TGI Friday's Dumb "Mistletoe Drone" Nearly Chops Woman's Nose Off
A Brooklyn photographer lost a piece of her nose but gained the holiday spirit, after staff at the famous Sheepshead Bay T.G.I. Friday's mistakenly attacked with her a rotary-wing surveillance aircraft intended to coerce restaurant patrons into making out.
Courier Life photographer Georgine Benvenuto became the latest civilian casualty of an off-target drone strike last Thursday as she was attempting to track the corporate restaurant chain's "mistletoe drones":
The two remote-controlled helicopters dangling sprigs of mistletoe were intended to spread holiday romance, but one of them flew out of control and clipped Courier photographer Georgine Benvenuto in the nose with one of its spinning, uncovered blades.
"It literally chipped off a tip of my nose," said Benvenuto, using tissues to stanch the blood. "It took off part of my nose and cut me here, right under my chin."
Benvenuto said she's just thankful she wasn't blinded in the name of love.
"Thank god it didn't go anywhere under my eye — that is my livelihood."

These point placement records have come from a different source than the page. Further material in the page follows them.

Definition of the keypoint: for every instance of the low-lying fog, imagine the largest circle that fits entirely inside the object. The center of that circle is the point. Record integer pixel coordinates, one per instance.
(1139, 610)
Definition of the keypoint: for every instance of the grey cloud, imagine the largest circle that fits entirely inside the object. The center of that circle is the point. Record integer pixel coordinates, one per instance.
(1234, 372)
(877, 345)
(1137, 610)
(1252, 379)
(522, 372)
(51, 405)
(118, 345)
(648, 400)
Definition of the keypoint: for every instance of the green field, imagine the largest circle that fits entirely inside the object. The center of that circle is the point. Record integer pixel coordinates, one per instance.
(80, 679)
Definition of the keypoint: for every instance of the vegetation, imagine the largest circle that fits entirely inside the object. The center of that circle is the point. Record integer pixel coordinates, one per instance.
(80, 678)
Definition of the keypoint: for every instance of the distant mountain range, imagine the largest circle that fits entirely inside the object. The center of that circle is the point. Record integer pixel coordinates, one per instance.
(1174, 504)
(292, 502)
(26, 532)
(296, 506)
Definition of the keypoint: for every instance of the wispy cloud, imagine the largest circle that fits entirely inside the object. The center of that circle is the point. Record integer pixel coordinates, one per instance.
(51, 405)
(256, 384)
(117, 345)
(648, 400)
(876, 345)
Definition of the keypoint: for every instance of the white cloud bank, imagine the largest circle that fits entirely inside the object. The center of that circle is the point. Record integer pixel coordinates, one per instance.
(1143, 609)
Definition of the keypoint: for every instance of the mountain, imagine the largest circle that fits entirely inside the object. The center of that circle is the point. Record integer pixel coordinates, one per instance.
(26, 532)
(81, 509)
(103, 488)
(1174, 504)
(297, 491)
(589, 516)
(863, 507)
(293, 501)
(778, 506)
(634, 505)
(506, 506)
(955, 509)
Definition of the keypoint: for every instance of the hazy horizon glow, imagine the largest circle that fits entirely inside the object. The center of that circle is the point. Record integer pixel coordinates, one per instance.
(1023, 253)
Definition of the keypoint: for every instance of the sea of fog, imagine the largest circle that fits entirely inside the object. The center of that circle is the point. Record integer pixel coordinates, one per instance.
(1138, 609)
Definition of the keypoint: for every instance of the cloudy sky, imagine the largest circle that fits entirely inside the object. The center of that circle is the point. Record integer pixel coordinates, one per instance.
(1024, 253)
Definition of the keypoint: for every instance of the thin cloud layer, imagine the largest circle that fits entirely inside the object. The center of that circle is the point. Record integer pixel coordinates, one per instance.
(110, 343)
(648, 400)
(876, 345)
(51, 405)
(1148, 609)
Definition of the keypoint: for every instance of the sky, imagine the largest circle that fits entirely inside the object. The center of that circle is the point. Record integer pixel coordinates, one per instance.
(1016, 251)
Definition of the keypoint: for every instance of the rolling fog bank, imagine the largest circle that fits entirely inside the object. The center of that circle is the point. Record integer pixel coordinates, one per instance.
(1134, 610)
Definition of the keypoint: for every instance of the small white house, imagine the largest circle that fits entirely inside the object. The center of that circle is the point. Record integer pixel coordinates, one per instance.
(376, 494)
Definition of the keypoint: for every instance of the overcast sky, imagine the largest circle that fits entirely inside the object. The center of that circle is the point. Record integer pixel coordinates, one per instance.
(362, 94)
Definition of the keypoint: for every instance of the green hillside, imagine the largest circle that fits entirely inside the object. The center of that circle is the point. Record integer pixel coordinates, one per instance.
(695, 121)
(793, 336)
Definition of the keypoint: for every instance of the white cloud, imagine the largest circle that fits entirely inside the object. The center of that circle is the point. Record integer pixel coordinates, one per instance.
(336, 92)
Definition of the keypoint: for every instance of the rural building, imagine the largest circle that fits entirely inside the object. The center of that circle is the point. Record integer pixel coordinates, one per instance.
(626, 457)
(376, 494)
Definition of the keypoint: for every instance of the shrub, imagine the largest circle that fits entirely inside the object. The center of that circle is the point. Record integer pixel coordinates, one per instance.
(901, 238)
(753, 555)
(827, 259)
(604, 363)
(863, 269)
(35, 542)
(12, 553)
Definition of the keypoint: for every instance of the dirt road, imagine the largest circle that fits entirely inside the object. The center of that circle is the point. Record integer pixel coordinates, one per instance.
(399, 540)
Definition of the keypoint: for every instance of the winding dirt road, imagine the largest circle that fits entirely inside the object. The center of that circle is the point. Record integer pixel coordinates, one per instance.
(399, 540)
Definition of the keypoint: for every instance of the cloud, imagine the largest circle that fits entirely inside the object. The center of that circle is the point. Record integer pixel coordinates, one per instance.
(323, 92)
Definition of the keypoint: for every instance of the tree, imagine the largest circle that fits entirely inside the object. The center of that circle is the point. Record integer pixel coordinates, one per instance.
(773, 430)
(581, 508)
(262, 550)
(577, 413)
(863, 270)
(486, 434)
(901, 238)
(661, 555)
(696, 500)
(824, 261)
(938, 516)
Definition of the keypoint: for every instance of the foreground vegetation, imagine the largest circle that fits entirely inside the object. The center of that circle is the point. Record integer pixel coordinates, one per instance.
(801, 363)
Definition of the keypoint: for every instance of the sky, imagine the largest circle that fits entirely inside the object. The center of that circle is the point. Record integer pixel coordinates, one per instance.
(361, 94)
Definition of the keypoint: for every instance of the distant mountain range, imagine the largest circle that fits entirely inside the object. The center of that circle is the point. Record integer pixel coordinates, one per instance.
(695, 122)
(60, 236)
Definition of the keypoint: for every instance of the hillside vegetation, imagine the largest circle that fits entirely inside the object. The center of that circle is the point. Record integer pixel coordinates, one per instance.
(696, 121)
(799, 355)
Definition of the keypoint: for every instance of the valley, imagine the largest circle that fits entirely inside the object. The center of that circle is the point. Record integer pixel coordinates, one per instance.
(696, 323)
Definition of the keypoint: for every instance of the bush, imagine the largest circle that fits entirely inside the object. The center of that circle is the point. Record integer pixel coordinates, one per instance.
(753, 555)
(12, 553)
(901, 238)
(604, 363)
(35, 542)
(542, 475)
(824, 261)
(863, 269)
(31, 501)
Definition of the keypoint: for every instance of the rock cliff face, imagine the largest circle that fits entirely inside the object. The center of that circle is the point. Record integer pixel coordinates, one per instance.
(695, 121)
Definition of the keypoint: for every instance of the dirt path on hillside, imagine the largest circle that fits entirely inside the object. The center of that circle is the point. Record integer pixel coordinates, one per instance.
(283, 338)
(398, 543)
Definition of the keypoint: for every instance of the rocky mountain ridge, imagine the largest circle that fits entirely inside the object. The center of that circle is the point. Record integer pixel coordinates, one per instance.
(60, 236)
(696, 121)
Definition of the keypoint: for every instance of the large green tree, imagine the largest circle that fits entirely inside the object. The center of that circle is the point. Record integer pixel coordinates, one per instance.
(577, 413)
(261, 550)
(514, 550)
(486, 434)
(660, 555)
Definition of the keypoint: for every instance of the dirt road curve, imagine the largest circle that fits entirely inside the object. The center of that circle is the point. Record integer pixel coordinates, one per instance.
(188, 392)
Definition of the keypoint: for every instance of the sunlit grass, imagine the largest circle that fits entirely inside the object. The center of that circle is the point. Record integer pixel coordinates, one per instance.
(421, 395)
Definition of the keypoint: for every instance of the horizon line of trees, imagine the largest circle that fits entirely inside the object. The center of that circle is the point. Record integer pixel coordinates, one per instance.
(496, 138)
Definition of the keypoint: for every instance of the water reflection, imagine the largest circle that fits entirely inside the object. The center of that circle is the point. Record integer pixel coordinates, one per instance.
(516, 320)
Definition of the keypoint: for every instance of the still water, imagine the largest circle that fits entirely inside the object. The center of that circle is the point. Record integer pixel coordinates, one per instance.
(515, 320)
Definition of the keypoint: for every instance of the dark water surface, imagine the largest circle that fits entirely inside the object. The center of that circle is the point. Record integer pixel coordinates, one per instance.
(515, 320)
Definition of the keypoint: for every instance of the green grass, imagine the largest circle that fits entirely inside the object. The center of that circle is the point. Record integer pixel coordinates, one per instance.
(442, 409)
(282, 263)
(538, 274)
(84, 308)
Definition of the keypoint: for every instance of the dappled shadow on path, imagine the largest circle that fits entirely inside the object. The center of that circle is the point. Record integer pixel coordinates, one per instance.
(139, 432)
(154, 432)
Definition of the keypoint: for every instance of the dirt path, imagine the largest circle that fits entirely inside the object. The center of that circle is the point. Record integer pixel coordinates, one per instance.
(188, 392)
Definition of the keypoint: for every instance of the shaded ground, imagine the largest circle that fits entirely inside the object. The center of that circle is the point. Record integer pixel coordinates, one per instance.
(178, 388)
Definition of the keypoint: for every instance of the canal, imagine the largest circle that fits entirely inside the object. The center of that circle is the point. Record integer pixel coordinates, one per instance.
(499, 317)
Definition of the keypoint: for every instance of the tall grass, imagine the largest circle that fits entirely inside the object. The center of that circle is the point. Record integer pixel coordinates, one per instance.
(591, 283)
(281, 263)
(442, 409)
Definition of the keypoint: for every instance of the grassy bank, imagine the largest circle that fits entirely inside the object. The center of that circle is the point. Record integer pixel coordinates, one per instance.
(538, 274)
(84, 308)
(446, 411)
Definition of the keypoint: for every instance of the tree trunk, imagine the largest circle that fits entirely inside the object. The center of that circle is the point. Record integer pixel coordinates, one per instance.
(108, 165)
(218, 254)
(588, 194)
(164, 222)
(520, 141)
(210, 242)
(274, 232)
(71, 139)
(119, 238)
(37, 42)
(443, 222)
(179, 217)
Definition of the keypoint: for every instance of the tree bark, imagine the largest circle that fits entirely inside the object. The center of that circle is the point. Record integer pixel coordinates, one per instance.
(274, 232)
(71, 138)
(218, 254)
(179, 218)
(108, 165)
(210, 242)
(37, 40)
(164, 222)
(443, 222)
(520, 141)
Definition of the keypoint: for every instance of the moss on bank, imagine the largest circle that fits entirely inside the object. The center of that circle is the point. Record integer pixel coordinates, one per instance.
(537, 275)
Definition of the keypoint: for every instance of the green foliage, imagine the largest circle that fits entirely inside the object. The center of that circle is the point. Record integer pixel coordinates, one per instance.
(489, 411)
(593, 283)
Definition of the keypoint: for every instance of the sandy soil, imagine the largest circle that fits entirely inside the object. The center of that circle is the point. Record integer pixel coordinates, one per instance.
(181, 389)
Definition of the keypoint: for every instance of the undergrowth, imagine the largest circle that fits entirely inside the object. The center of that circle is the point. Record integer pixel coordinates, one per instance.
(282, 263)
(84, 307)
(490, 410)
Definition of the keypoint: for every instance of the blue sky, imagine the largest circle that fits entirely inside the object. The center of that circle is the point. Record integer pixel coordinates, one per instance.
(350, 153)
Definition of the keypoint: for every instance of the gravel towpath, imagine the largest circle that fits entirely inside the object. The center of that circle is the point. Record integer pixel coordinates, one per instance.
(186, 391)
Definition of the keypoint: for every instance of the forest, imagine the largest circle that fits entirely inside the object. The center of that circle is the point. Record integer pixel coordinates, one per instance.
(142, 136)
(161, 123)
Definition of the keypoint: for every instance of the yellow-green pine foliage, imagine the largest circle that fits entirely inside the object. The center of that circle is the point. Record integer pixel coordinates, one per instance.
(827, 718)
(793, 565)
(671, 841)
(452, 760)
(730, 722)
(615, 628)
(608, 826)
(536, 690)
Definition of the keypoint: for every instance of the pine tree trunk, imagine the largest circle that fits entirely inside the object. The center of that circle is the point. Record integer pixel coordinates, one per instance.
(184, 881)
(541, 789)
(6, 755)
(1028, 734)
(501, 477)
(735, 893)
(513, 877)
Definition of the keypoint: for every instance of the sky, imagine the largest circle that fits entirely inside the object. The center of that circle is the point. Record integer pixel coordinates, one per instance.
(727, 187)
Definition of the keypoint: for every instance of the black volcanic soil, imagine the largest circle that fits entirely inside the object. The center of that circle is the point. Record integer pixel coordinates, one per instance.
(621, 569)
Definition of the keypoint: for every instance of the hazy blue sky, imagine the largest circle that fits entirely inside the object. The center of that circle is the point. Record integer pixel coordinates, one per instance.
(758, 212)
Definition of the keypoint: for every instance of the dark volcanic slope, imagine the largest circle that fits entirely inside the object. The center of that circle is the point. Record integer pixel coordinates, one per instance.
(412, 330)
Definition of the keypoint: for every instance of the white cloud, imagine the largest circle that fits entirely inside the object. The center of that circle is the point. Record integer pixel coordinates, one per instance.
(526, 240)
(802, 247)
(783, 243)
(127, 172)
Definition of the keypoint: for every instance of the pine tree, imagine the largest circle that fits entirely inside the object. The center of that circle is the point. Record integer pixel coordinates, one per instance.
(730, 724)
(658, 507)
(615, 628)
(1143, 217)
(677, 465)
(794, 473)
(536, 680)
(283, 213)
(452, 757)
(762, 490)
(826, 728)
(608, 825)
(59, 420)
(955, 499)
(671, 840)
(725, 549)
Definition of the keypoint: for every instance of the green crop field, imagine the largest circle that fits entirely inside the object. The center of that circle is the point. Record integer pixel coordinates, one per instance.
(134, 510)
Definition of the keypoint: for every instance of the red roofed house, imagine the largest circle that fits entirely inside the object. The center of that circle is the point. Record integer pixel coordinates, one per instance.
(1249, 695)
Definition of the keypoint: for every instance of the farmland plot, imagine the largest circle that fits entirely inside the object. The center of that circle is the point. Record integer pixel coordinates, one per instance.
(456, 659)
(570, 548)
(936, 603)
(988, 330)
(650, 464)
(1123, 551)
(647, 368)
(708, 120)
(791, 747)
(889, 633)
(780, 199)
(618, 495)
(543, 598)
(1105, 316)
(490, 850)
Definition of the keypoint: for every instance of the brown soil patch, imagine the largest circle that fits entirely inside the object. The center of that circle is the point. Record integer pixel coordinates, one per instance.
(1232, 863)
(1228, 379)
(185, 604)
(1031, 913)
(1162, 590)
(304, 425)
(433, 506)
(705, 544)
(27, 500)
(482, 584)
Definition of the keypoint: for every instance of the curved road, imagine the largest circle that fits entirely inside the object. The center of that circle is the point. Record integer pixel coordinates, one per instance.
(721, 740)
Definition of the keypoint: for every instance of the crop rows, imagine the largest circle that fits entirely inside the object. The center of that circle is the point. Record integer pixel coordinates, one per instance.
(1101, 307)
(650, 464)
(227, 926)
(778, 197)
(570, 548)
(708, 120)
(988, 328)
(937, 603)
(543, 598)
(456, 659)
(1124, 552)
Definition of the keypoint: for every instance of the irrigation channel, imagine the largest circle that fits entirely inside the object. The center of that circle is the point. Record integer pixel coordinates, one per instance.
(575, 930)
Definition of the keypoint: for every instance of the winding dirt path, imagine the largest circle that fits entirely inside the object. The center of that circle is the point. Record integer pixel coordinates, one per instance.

Here is a pic of Benvenuto after the melee:
Friday's has been attempting to turn St. Nick into a mechanized lecherous Big Brother for several weeks now, deploying its mistletoe drone army across Britain and now the United States. The squadron's sprig-bombardment necessitated an advance scout operation by the company's public affairs machine, which claims no other injuries have occurred in its drone ops and blamed Benvenuto for "flinching" and causing her own injury as the drone approached.
A spokeswoman for Friday's insisted that "we won't let customers touch" the drones as they hovered overhead, trying to normalize kissy-kiss between patrons munching fried tubes of cheese-grease. And the pilot of the fated Brooklyn mistletoe drone, David Quiones, told the Courier that nothing about the hazardous panoptic eatery helicopters possibly convince customers to avoid the restaurant. "If people get hurt, they're going to come regardless. People get hurt in airplanes, they still fly," he said. "There is a risk involved—anything flying, there is risk."
Indeed. Life has risks, whether you are trying to find a through flight to Detroit on standby in ice storms to see your Nana because, like mom says, it might be her last Christmas this year, or whether you are trying to determine if a cold spinach dip and peppermint mudslide are worth the public humiliation and potential ear-laceration a corporate face-suck-enforcement drone can provide with your $40 lunch check. Eat with confidence, people of Friday's.